On Wed, Feb 20, 2013 at 2:02 PM, Dan Asimov <dasimov@earthlink.net> wrote:
Let me add another sentence from that Science News article, since not quite knowing what either "finite order arithmetic" or "simple type theory" means, this clarified things for me:
----- McLarty recently showed that Fermat’s Last Theorem can be proven using the ordinary axioms of mathematics, and even a bit less. -----
The article's author seems to say that the ordinary axioms of mathematics means "set theory", which I take to mean the ZF axioms, apparently without AC.
I would very much doubt that it means ZF, rather than ZFC. Do you think that "the union of countably many countable sets is countable" is a theorem of ordinary mathematics? It's not a theorem of ZF (by "countable", I mean not a set in 1-1 correspondence with aleph-null, but a set that is not larger than aleph-null; it might be incomparable). Responses of the form "here's an informal proof that the countable union of countable sets is countable" don't show this is incorrect; they just show that informal mathematical reasoning of the sort you normally use makes unconscious use of at least a weak form of choice, such as countable choice. Unless you're an expert in the field, or actually formalize your proof, I don't trust intuitions that a proof can be formalized in ZF. Andy
--Dan
On 2013-02-20, at 10:04 AM, Fred W. Helenius wrote:
On 2/19/2013 10:54 AM, Henry Baker wrote:
Q about the proof of FLT:
I realize that Fermat himself wouldn't recognize Wiles's proof, but would Fermat recognize the assumptions?

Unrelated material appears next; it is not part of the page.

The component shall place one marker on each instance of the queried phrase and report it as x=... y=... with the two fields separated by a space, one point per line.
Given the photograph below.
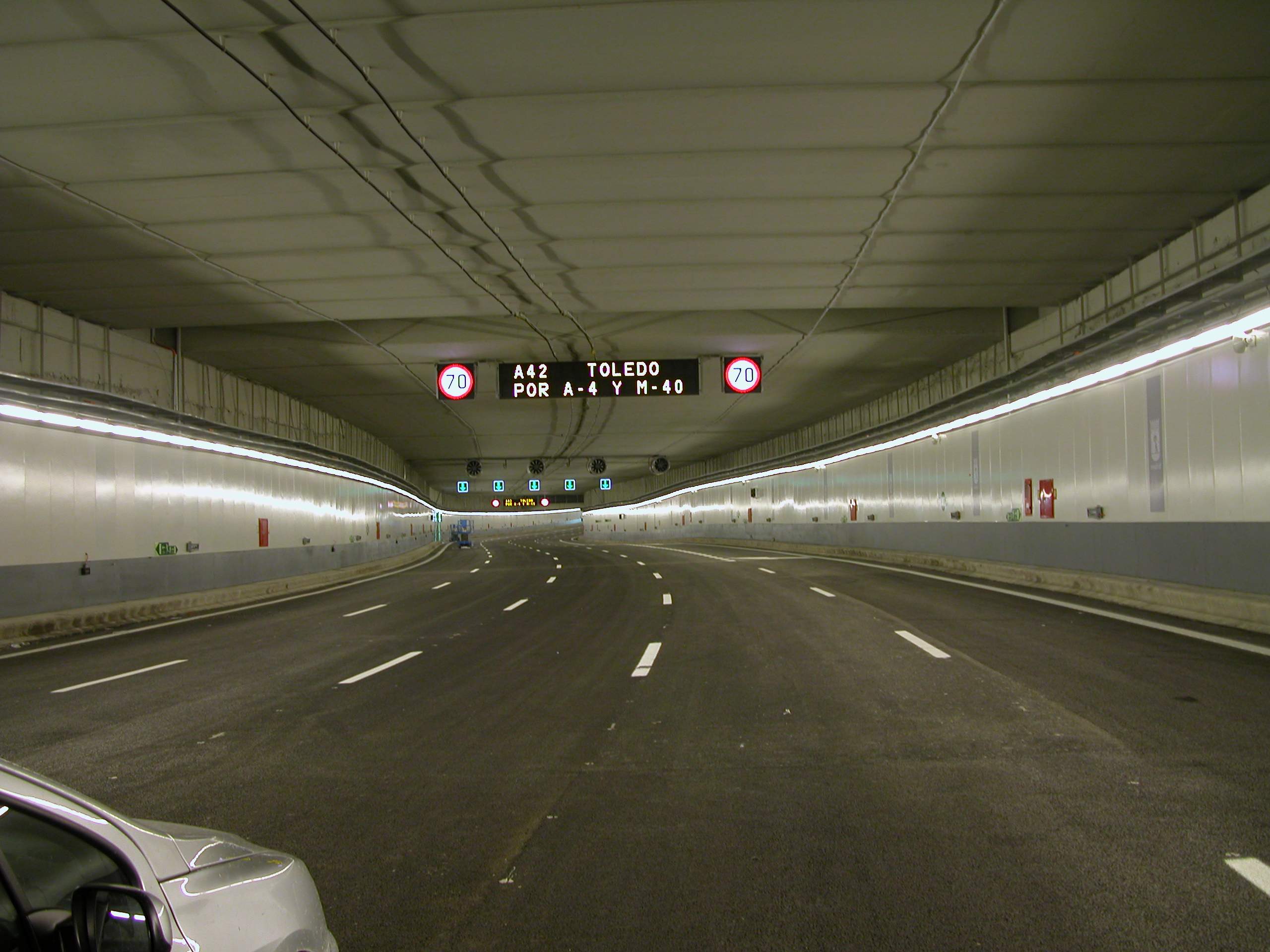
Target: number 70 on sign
x=456 y=381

I.e., does the Wiles proof require any "exotic" assumptions -- e.g., axiom of choice, generalized Riemann hypothesis, etc. ?
When I answered this yesterday, I cited a 2010 article by Colin McLarty. He's been busy since, and my newsfeed this morning contained a headline from Science News about his work: "A mathematician puts Fermat's Last Theorem on an axiomatic diet" (http://www.sciencenews.org/view/generic/id/348403/description/A_mathematicia...). It's a fluffy article based on work McLarty announced at the recent Joint Meetings; here's the abstract for that talk, "Grothendieck's cohomology founded on finite order arithmetic":
Despite rumors to the contrary, Grothendieck and others published proofs using Grothendieck universes, which are sets so large that ZF does not prove they exist. Number theorists to this day cite those published proofs. More conservative references avoid universes but still use far stronger set theory than the number theory requires, such as large amounts of replacement. We describe the issues and show how to formalize the entire Grothendieck apparatus at the strength of finite order arithmetic (simple type theory with infinity) and describes progress towards yet weaker foundations. (Received September 18, 2012)
So he claims to have shown that Grothendieck's universes are not needed, but he's still a long way from Peano arithmetic.